Двое послушников поставили перед ними чашки с рисом и маринованными овощами. Они вчетвером ели молча, дожидаясь, пока послушники не удалятся.
И тогда только судья, криво усмехнувшись, сказал:
— Боюсь, что в последние дни все вы, а особенно советник Хун, не понимали, что со мной творится. Теперь наконец вы услышите мои объяснения.
Покончив с рисом, судья отложил палочки и начал рассказ:
— Вам, советник, наверное, больно было видеть, как я принимаю взятку от этого негодяя настоятеля. Три слитка золота и три — серебра! Дело в том, что, хотя в то время у меня еще не было плана действий, я знал: рано или поздно мне понадобятся средства. Вам известно, что других доходов, помимо жалованья, у меня нет, и я не осмелился бы взять деньги из судейской казны, боясь, что шпионы настоятеля заподозрят, что я собираюсь что-то предпринять.
Оказалось, что этой взятки хватило как раз на то, чтобы расставить ему ловушку. Два золотых слитка ушли на выкуп девушек из дома, которому они принадлежали. Третий я передал Сливе, чтобы подкрепить ее просьбу настоятелю оставить ее на ночь в храме. Один слиток серебра я отдал управляющему почтенного коллеги Ло, судьи из Цзиньхуа, в качестве вознаграждения за посредничество в сделке, часть средств пошла на доставку двух девушек в Пуян. Второй слиток серебра я отдал своей супруге, чтобы купить девушкам новые платья. На остальное были куплены плащи и наняты роскошные паланкины, в которых девушки прибыли в храм вчера вечером. Поэтому можете успокоиться, советник.
На лицах помощников судьи отразилось облегчение. Судья снисходительно улыбнулся и продолжил:
— Этих двух девушек я выбрал в Цзиньхуа, потому что распознал в них те добродетели, которые делают наших крестьян основой процветания Империи, добродетели, которых не поколебали превратности злосчастной профессии. Я был уверен, что если они помогут мне осуществить мой план, то все пройдет успешно.

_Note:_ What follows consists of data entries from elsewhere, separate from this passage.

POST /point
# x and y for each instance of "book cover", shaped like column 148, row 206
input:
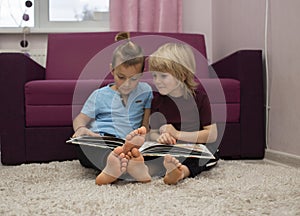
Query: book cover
column 148, row 148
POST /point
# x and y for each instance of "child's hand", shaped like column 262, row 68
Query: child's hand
column 166, row 138
column 168, row 128
column 85, row 131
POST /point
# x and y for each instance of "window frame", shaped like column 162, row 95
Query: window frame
column 43, row 25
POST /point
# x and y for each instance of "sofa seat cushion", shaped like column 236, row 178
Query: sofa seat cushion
column 54, row 102
column 57, row 102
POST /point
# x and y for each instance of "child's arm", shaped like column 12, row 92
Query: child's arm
column 80, row 124
column 164, row 138
column 207, row 135
column 146, row 117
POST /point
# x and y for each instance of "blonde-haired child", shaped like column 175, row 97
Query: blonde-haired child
column 179, row 111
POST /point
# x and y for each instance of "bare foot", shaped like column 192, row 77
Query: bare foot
column 116, row 165
column 136, row 166
column 174, row 169
column 135, row 139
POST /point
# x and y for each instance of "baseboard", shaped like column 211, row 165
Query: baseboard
column 283, row 158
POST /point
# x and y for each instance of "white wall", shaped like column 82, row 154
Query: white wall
column 230, row 25
column 239, row 24
column 197, row 19
column 284, row 43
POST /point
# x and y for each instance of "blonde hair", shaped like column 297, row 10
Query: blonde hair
column 179, row 60
column 128, row 53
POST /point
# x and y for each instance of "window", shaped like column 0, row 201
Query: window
column 54, row 15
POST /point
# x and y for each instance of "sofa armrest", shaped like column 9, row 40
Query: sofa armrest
column 247, row 67
column 16, row 70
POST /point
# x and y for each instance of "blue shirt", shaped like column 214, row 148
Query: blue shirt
column 111, row 116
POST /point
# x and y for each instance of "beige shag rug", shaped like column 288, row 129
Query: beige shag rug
column 231, row 188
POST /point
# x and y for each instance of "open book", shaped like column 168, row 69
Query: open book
column 148, row 148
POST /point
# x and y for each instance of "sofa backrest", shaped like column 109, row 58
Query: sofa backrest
column 68, row 54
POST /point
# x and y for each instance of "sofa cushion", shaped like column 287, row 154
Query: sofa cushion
column 67, row 58
column 57, row 102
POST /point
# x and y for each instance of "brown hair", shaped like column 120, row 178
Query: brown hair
column 128, row 53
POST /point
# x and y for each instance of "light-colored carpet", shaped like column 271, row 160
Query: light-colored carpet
column 231, row 188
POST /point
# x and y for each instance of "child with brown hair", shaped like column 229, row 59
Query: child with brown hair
column 118, row 109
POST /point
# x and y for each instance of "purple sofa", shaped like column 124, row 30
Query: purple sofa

И сами девушки, и моя семья думали, что я приобрел их себе в наложницы. Я не рискнул доверить кому-либо мою тайну, даже первой жене. Как я уже упоминал ранее, у настоятеля могут быть шпионы среди слуг нашего особняка, а я не мог позволить, чтобы хоть какие-то сведения просочились. Я вынужден был ждать, пока девушки привыкнут к новому образу жизни, чтобы в дальнейшем они могли сыграть роли знатной дамы и служанки, и лишь потом я мог приступить к выполнению своего плана.
Благодаря неустанной заботе моей первой жены, Слива необычайно быстро вошла в роль, и вчера я решил действовать.
Судья взял палочками немного солений.
— Вчера, расставшись с вами, советник, — продолжал он, — я сразу отправился в четвертый дворик и рассказал девушкам о моих подозрениях касательно храма Великой Благодати. Я спросил Сливу, согласна ли она сыграть уготованную ей роль, добавив, что она вправе отказаться, ибо у меня есть другой план, не предусматривающий их участия. Она же, негодуя, ответила, что никогда бы не простила себе отказа участвовать в спасении женщин от посягательств бессовестных монахов.
Тогда я велел им надеть лучшие платья из тех, что купила им моя жена, и, не выставляя их напоказ, облачиться в плащи с капюшонами, как у буддийских монашек. Они должны были тайком покинуть суд через заднюю дверь и нанять на рыночной площади два лучших паланкина. По прибытии в храм Слива рассказала настоятелю, что она якобы наложница крупного столичного деятеля, настолько крупного, что имени его раскрывать нельзя; его первая жена очень ревнива, а теперь еще — о ужас! — и господин к ней, кажется, охладевает. Боясь, что ее выгонят из дома, Слива кинулась в храм Великой Благодати: это ее последняя надежда. Детей у ее господина нет, и, если бы она родила ему сына, ей нечего было бы бояться.
Судья Ди замолчал. Его помощники и не притронулись к еде.
— Что ж, история Сливы была вполне правдоподобной, — продолжал судья, — но, зная, что настоятель очень хитер, я все же боялся, что он откажет ей в просьбе, потому что Слива не называет своего настоящего имени и избегает подробностей личной жизни. Поэтому я посоветовал Сливе разжечь в нем жадность и низкое влечение. Она должна была преподнести ему слиток золота и очаровать его, в то же время намекая ему так, как это умеют женщины, что и он ей приятен.